US 11,858,651 B2
Machine learning model development with interactive feature construction and selection
Seema Chopra, Bengaluru (IN); Akshata Kishore Moharir, Bengaluru (IN); Arvind Sundararaman, Bengaluru (IN); and Kaustubh Kaluskar, Bangalore (IN)
Assigned to The Boeing Company, Arlington, VA (US)
Filed by The Boeing Company, Chicago, IL (US)
Filed on Oct. 25, 2018, as Appl. No. 16/170,887.
Prior Publication US 2020/0134369 A1, Apr. 30, 2020
This patent is subject to a terminal disclaimer.
Int. Cl. B64D 45/00 (2006.01); B64D 43/02 (2006.01); G06N 20/00 (2019.01); B64F 5/60 (2017.01); G06F 18/40 (2023.01); G06F 18/213 (2023.01)

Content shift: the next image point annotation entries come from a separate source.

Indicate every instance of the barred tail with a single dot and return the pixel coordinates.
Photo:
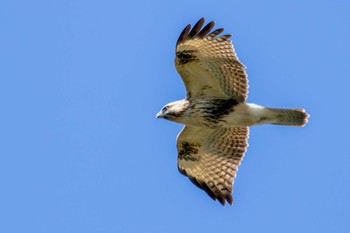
(282, 116)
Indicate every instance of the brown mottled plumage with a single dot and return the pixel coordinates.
(216, 117)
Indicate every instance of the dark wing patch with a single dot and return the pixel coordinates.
(186, 56)
(206, 58)
(216, 109)
(217, 153)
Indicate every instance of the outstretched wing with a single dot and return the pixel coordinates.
(210, 158)
(208, 64)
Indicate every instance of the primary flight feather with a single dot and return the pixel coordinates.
(216, 116)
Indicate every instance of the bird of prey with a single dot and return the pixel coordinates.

CPC B64D 45/00 (2013.01) [B64D 43/02 (2013.01); B64D 45/0015 (2013.01); B64F 5/60 (2017.01); G06F 18/213 (2023.01); G06F 18/40 (2023.01); G06N 20/00 (2019.01); B64D 2045/0085 (2013.01)] 24 Claims
OG exemplary drawing
 
1. An apparatus for interactive machine learning model development, the apparatus comprising:
a memory storing a plurality of observations of data of a system, each of the plurality of observations of the data including values of a plurality of independent variables, and a value of a dependent variable; and
processing circuitry configured to access the memory, and execute an application to generate a visual environment including a graphical user interface (GUI) for interactive development of a machine learning model, according to an iterative process at least an iteration of which includes the apparatus being caused to at least:
access the memory including the plurality of observations of the data;
visually present, via the GUI, the plurality of independent variables;
receive user input indicating selection of a set of independent variables from the plurality of independent variables;
intelligently perform imputation on the set of independent variables to add values of independent variables of interest to the set of independent variables and/or intelligently perform cleansing on the set of independent variables to remove values of independent variables not of interest from the set of independent variables;
generate a data quality table that tracks values of independent variables that are added via imputation or removed via cleansing at each iteration of the iterative process;
visually present, via the GUI, infographics visually summarizing and comparing independent variables in the set of independent variables, wherein the infographics include the data quality table;
receive user input indicating selection of a refined set of independent variables from the set of independent variables;
perform an interactive feature construction by transforming the refined set of independent variables into a set of features for use in building the machine learning model to predict the dependent variable; and
build the machine learning model using a machine learning algorithm, the set of features generated from the refined set of independent variables, and a training set produced from the set of features and the plurality of observations of the data,
wherein the interactive development of the machine learning model further includes the apparatus being caused to output the machine learning model for deployment to predict and thereby produce predictions of the dependent variable for additional observations of the data that exclude the value of the dependent variable, the predictions produced by the machine learning model being more accurate than produced by a corresponding machine learning model built without the interactive feature construction and selection that include user input via the GUI.